Power of the Aaronic Priesthood

  • 1. Prepare, administer, and pass the sacrament.
  • 2. Baptize (priests only).
  • 3. Receive the ministering of angels.
  • 4. Go home teaching.
  • 5. Look after the physical needs of the Saints.
  • 6. Collect fast offerings.
  • 7. Ordain other priests, teachers, and deacons (priests only).
  • 8. Take charge of meetings in the absence of elders.

Power of the Melchizedek Priesthood

  • 1. Confer the gift of the Holy Ghost.
  • 2. Name and bless infants.
  • 3. Administer to the sick.
  • 4. Consecrate oil for anointing.
  • 5. Dedicate graves.
  • 6. Confer the Melchizedek and Aaronic priesthoods and ordain to offices in those priesthoods.
  • 7. Look after the spiritual needs of the Saints.
  • 8. Preside at meetings.
  • 9. Enter the temple and receive all temple ordinances.
  • 10. With the proper keys, officiate in all temple ordinances.
  • 11. Have power and authority over all the offices in the Church (see D&C 107:8).
  • 12. Do all things an Aaronic Priesthood bearer can do.

One thing that I’ve been thinking about recently is the something contained in this list, namely that those who are ordained Priests in the Aaronic Priesthood have the authority to baptize others (of course, under the direction of their Bishops – all things are done in the proper order with the proper oversight in The Church of Jesus Christ of Latter-day Saints) but they cannot confirm those same people as members of the Church nor can they bestow upon them the gift of the Holy Ghost.

This is like the law that Jehovah gave to Moses and the law that He, as the Savior, gave during His mortal ministry.
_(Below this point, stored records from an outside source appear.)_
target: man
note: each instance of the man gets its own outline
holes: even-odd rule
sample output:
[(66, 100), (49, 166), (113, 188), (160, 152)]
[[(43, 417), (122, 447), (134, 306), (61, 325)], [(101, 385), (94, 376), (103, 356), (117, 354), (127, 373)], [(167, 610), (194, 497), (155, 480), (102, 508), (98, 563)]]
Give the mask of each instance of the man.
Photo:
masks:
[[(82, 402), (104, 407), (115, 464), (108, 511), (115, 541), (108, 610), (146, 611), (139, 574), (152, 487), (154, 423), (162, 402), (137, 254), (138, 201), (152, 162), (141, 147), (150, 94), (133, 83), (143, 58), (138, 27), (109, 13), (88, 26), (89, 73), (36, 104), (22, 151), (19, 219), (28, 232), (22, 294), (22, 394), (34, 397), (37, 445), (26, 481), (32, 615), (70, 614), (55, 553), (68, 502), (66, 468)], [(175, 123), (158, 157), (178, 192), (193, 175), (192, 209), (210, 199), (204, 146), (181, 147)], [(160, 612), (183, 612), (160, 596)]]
The Mosaic Law was preparatory for a higher law. It was a schoolmaster that led the House of Israel to Christ, although it had largely been corrupted by the time Jesus was born. The Mosaic Law was focused on outward ordinances (those ordinances were supposed to reflect inner change and covenant). These ordinances were done through the authority of the Aaronic (technically Levitical but those terms are basically interchangeable) Priesthood. But those ordinances were incomplete without the Melchizedek Priesthood. Christ was the great High Priest of the Melchizedek Priesthood: “Though he were a Son, yet learned he obedience by the things which he suffered; And being made perfect, he became the author of eternal salvation unto all them that obey him; Called of God an high priest after the order of Melchisedec” (Hebrews 5:8-10).

Just as the Mosaic Law was incomplete without Christ, so is baptism without confirmation and the reception of the Gift of the Holy Ghost. The Prophet Joseph Smith said, “You might as well baptize a bag of sand as a man, if not done in view of the remission of sins and getting of the Holy Ghost. Baptism by water is but half a baptism, and is good for nothing without the other half – that is, the baptism of the Holy Ghost” (Teachings of the Prophet Joseph Smith, compiled by Joseph Fielding Smith, p.314). The Law of Moses was incomplete without the confirmation given by Christ.

Priests in the Aaronic Priesthood can baptize but they cannot confirm. They cannot complete the baptism of fire, which is really what purifies and sanctifies the baptized through the Atonement of Christ. The Aaronic Priesthood is preparatory. It is only half the Priesthood. What is amazing is that God allows young men starting at the age of 12 to bear that great responsibility. Aaronic Priesthood holders have primary responsibility for the physical aspects of the Church (of course all Melchizedek Priesthood holders still have the Aaronic Priesthood so they too are responsible for the physical needs of Church members and sometimes more so than the young men). Those who hold the Aaronic Priesthood are directly responsible for the Sacrament, which is one of the most sacred of all ordinances performed in the Church. The Sacrament was instituted by the Savior shortly before His death. Jesus blessed and broke and passed the bread and wine. He delegates this great responsibility to the young men of the Aaronic Priesthood today.

There is no greater responsibility for men in The Church of Jesus Christ of Latter-day Saints than the responsibility they hold as bearers of the Priesthood for even family responsibilities are Priesthood responsibilities. There are typically only six to seven years between when a young man receives the Aaronic Priesthood and when he receives the Melchizedek Priesthood (all of this is contingent upon worthiness and personal and family desires). The teenage years are crucial for spiritual development. They are the time for young men to prepare for the Melchizedek Priesthood.